National Institute of Aquatic Resources, Technical University of Denmark, DTU, Lyngby, Denmark.
Ifremer, Marine Environmental Science Laboratory UMR 6539, Plouzané, France.
PLoS One. 2018 Jun 13;13(6):e0198294. doi: 10.1371/journal.pone.0198294. eCollection 2018.
European eel (Anguilla anguilla) is a euryhaline species, that has adapted to cope with both, hyper- and hypo-osmotic environments. This study investigates the effect of salinity, from a morphological and molecular point of view on European eel larvae reared from 0 to 12 days post hatch (dph). Offspring reared in 36 practical salinity units (psu; control), were compared with larvae reared in six scenarios, where salinity was decreased on 0 or 3 dph and in rates of 1, 2 or 4 psu/day, towards iso-osmotic conditions. Results showed that several genes relating to osmoregulation (nkcc2α, nkcc2β, aqp1dup, aqpe), stress response (hsp70, hsp90), and thyroid metabolism (thrαA, thrαB, thrβB, dio1, dio2, dio3) were differentially expressed throughout larval development, while nkcc1α, nkcc2β, aqp3, aqp1dup, aqpe, hsp90, thrαA and dio3 showed lower expression in response to the salinity reduction.
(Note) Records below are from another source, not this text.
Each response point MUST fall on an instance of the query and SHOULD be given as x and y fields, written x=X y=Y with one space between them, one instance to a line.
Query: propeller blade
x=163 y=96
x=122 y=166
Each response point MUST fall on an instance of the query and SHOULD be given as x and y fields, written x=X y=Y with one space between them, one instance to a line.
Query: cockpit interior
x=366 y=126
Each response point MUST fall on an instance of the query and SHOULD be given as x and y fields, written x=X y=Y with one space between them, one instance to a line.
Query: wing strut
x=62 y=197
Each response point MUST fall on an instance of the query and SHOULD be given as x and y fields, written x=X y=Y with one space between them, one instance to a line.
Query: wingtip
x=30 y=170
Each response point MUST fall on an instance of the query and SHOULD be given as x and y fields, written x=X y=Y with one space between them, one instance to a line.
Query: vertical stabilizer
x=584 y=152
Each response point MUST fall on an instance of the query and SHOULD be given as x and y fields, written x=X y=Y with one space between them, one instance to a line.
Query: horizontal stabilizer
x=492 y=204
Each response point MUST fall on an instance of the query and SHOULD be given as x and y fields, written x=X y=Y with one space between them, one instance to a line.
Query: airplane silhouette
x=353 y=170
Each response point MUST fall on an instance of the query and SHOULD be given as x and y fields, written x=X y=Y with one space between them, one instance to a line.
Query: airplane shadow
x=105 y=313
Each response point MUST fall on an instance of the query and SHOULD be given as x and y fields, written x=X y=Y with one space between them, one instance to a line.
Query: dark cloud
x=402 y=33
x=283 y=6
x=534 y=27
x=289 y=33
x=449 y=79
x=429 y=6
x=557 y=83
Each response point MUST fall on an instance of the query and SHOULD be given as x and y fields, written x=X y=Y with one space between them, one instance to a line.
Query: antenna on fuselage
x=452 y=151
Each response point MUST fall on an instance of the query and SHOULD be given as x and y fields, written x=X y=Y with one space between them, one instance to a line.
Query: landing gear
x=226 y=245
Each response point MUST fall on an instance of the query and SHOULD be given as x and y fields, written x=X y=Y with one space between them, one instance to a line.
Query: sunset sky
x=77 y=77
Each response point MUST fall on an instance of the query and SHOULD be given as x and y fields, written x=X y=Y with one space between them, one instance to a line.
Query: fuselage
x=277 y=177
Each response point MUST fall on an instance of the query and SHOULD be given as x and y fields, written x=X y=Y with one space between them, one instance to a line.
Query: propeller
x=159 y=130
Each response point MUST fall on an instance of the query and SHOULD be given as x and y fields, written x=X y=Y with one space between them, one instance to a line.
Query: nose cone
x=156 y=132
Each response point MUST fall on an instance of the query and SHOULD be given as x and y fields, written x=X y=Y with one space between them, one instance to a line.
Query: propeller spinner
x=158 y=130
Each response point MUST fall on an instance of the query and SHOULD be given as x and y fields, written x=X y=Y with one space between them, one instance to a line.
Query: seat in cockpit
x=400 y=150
Moreover, larvae were able to keep energy metabolism related gene expression (atp6, cox1) at stable levels, irrespective of the salinity reduction. As such, when reducing salinity, an energy surplus associated to reduced osmoregulation demands and stress (lower nkcc, aqp and hsp expression), likely facilitated the observed increased survival, improved biometry and enhanced growth efficiency. Additionally, the salinity reduction decreased the amount of severe deformities such as spinal curvature and emaciation but also induced an edematous state of the larval heart, resulting in the most balanced mortality/deformity ratio when salinity was decreased on 3 dph and at 2 psu/day. However, the persistency of the pericardial edema and if or how it represents an obstacle in further larval development needs to be further clarified. In conclusion, this study clearly showed that salinity reduction regimes towards iso-osmotic conditions facilitated the European eel pre-leptocephalus development and revealed the existence of highly sensitive and regulated osmoregulation processes at such early life stage of this species.
欧洲鳗鲡(Anguilla anguilla)是一种广盐性物种,已经适应了高渗和低渗环境。本研究从形态学和分子学角度探讨了盐度对孵化后 0 至 12 天(dph)的欧洲鳗鲡幼鱼的影响。在 36 个实用盐度单位(psu;对照)中饲养的后代与在六个盐度条件下饲养的幼鱼进行了比较,在这六个条件下,盐度在 0 天或 3 天下降,下降速率为每天 1、2 或 4 psu,直至达到等渗条件。结果表明,在整个幼鱼发育过程中,有几个与渗透调节相关的基因(nkcc2α、nkcc2β、aqp1dup、aqpe)、应激反应(hsp70、hsp90)和甲状腺代谢(thrαA、thrαB、thrβB、dio1、dio2、dio3)表现出差异表达,而 nkcc1α、nkcc2β、aqp3、aqp1dup、aqpe、hsp90、thrαA 和 dio3 的表达在盐度降低时下降。此外,幼鱼能够保持与能量代谢相关的基因表达(atp6、cox1)稳定水平,而不受盐度降低的影响。因此,当盐度降低时,与降低的渗透调节需求和应激相关的能量过剩(nkcc、aqp 和 hsp 表达降低)可能促进了观察到的存活率提高、体型改善和生长效率提高。此外,盐度降低减少了严重畸形的数量,如脊柱弯曲和消瘦,但也导致幼鱼心脏水肿,当盐度在 3 天且以 2 psu/天时降低时,死亡率/畸形率达到最平衡的状态。然而,心包水肿的持续性以及它是否或如何成为该物种早期发育的障碍,需要进一步澄清。总之,本研究清楚地表明,向等渗条件降低盐度有助于欧洲鳗鲡前幼体的发育,并揭示了在该物种的早期生命阶段存在高度敏感和调节的渗透调节过程。